Findings from digital ID service provider Signicat have revealed that EU customers are predominantly unhappy with the onboarding process of financial applications.
The fifth edition of the “Battle to Onboard” report serves as a podium for over 7600 consumer voices across Europe, spanning from the Mediterranean Sea to The Nordics. The research is a collective showcase of last year’s average user experiences with financial service onboardings.
Regardless of innovations being brought frequently into the sector, financial applications are exhibiting the highest abandonment rates since Signicat initiated the research back in 2016. Results point to 68% of customers departing from the applications in 2021, up from 63% in 2020.
“A record number of consumers have abandoned financial service applications in the last year which is a wake-up call to the industry. The solution however isn’t simple,” said Asger Hattel, CEO, Signicat.
Going into more details, Signicat identified three main reasons that drove customers away from financial onboardings – the time needed to complete an onboarding journey, the volume of personal data required by solution providers, and people simply changing their minds over time, all of which interestingly share the same amount of respondents at 21% choosing either option.
While two of these can be dealt with in some creative way or another, the shared opinion on the amount of personal information requested being superfluous is surprising to say the least and will prove difficult to conciliate.
Measures are in place to protect the customer’s best interest in terms of security, while the industry pours hefty investments into staying on top of KYC and AML regulations.
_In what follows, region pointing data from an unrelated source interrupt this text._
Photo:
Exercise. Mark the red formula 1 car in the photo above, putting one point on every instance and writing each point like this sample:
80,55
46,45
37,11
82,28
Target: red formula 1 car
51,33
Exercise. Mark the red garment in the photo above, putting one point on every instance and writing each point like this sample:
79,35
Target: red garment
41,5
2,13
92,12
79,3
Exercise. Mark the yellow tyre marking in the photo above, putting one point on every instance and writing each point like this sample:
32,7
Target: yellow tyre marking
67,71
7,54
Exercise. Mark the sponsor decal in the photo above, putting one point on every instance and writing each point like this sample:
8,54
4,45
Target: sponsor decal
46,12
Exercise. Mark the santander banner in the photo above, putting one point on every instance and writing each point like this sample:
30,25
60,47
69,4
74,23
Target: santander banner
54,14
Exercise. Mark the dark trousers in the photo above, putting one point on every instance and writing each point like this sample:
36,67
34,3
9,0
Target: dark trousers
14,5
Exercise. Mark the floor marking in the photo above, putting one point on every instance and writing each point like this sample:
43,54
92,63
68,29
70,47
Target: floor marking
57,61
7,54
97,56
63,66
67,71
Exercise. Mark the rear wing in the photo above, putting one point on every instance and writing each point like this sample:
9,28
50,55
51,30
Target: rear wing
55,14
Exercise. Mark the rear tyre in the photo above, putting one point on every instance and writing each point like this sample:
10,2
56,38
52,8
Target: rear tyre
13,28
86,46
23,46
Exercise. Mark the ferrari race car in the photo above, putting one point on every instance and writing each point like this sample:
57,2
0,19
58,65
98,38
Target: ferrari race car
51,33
Signicat however noted that the process of IDing customers differs between financial service providers, some of which unfortunately lacking digital compatibility or fail to consider local market nuances, eventually creating a poor user experience.
“While digital identity makes onboarding quicker, this better experience makes for higher expectations from consumers—and increased abandonment if these are not met,” added Hattel.
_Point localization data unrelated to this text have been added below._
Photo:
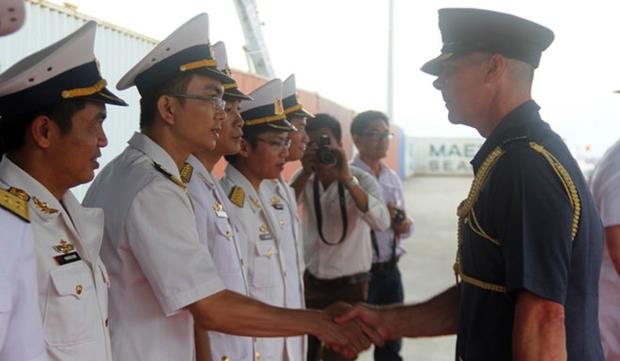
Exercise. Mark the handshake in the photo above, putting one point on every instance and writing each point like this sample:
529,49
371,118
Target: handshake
353,329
On that note, the report presents the so-called ‘expectation paradox’ – countries where more advanced digital identity schemes such as BankID have been deployed do not necessarily host consumers that are less likely to abandon an application. On the contrary, statistics show that users in mature markets are more demanding and exhibit less patience with bad user experiences than those using financial applications in less developed markets.
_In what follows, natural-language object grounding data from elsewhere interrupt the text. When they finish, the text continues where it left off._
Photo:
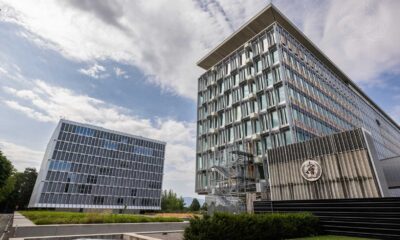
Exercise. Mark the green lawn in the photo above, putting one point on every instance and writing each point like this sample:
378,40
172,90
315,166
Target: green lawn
331,237
51,217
“The key to creating a better onboarding experience is an in-depth knowledge of the market, an understanding of consumer behaviour and the ability to offer multiple onboarding methods,” Hattel concluded.
Expert Analysis: The focus and importance on efficiency and seamlessness within the payment journey has recently increased at a rapid rate. This focus is undoubtedly something that should be mirrored by the AML and KYC strategy of larger financial institutions if they are to maintain positive customer retention.